Missing excerpts on attachment results

Vote:

Dear fellow Episerver developers,

We are currently in the process of making a brand new website with Episerver Find as our search solution. We got this working for the most part, but we're having difficulties getting attachments (.doc and .pdf) to index/render (we're not sure wich) properly.

We have two different environments with the same code running, test and acceptation. On test it all seems to work just fine for PDF files, we can search for text inside of attachments and we get results with proper excerpts. However, on acceptation, it is a different story, we get the results just fine but without the extracts.

The test environment has the web server and the database on the same (virtual) machine whereas acceptation has them separate. I know from the documentation that iFilters need to be installed, but I'm left confused about how and where Find does the filtering: on the database or on the web server? Also, does Windows Search Service need to be installed?

Looking at the index for a PDF file on the test environment I see a `SearchAttachment$$attachment` (base64) in the index, but on acceptation, I see `SearchAttachmentText$$string` which has the contents in plaintext. So the former gives excerpts just fine while the latter doesn't. Word documents don't work in both environments, both have a `SearchAttachmentText$$string` in the index with no excerpts as a result.

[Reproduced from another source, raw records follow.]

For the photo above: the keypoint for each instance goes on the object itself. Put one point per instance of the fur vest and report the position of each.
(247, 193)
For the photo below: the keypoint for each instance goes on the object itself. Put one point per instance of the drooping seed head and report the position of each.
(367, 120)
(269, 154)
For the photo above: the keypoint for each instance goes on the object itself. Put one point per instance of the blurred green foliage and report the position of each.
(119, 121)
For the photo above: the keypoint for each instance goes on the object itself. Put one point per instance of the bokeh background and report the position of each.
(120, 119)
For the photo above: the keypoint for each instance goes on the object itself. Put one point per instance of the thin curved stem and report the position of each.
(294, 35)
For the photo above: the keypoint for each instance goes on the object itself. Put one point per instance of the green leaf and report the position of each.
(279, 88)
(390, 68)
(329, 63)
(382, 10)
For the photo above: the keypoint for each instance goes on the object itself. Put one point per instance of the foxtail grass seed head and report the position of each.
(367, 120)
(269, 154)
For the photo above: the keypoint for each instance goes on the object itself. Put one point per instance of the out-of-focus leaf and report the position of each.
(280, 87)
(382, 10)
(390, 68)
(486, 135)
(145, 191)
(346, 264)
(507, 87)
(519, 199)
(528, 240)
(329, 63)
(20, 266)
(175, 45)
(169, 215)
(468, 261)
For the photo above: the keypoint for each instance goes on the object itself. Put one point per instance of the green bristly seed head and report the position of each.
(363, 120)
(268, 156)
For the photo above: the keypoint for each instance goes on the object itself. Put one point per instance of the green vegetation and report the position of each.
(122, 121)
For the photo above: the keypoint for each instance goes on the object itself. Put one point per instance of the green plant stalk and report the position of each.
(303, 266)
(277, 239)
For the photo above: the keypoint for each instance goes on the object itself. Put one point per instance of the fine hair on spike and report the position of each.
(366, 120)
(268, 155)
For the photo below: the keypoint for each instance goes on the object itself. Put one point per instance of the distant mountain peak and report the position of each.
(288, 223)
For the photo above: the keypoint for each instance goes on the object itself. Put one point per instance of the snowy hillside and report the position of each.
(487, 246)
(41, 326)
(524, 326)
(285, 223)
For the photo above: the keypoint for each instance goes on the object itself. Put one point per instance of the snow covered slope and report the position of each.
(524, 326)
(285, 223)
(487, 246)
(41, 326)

According to the documentation on indexing (http://world.episerver.com/documentation/Items/Developers-Guide/EPiServer-Find/11/Integration/episerver-7-5/Indexing/) the EPiServer.Find.Cms.AttachmentFilter package should be installed, we have that, and`SearchAttachmentText$$string` should contain readable text, it does.

Does anybody know what's going wrong here?

#175804

Mar 02, 2017 14:07

Christian Lindeberg

Vote:

Try this:

SearchClient.Instance.Conventions.UnifiedSearchRegistry.ForInstanceOf<MediaData>()
.ProjectExcerptUsing<ISearchContent>(spec =>
doc =>
!string.IsNullOrWhiteSpace(doc.SearchAttachmentText)
? doc.SearchAttachmentText.AsCropped(spec.ExcerptLength)
: doc.SearchAttachment.AsCropped(spec.ExcerptLength)
);

By your description,

Test - SearchAttachment$$attachment` (base64)

Acceptation - `SearchAttachmentText$$string` <-- This is what you want.

I would say that it is your test env that is having problem parsing and indexing pdf contents.

#175915

Mar 06, 2017 13:47

Vote:

Thank you for your response. Your answer helped me to the solution and it was very close. We're using HitSpecification with HighlightExcerpt property set to true, so that means that we needed another method: one for the highlighting. Below is the solution I came up with.

    public class FindInitialization : IInitializableModule
    {
        public void Initialize(InitializationEngine context)
        {
            SearchClient.Instance.Conventions.UnifiedSearchRegistry.ForInstanceOf<MediaData>()
                .ProjectHighlightedExcerptUsing(HighlightExpressionGetter);
        }

        private static Expression<Func<ISearchContent, string>> HighlightExpressionGetter(HitSpecification spec)
        {
            var highlightSpec = new HighlightSpec
            {
                FragmentSize = spec.ExcerptLength,
                NumberOfFragments = 1,
                PreTag = spec.PreTagForAllHighlights,
                PostTag = spec.PostTagForAllHighlights
            };

            return doc => !string.IsNullOrWhiteSpace(doc.SearchAttachmentText) ?
                    doc.SearchAttachmentText.AsHighlighted(highlightSpec) : doc.SearchAttachment.AsHighlighted(highlightSpec);
        }
    }

#176011

Mar 07, 2017 15:56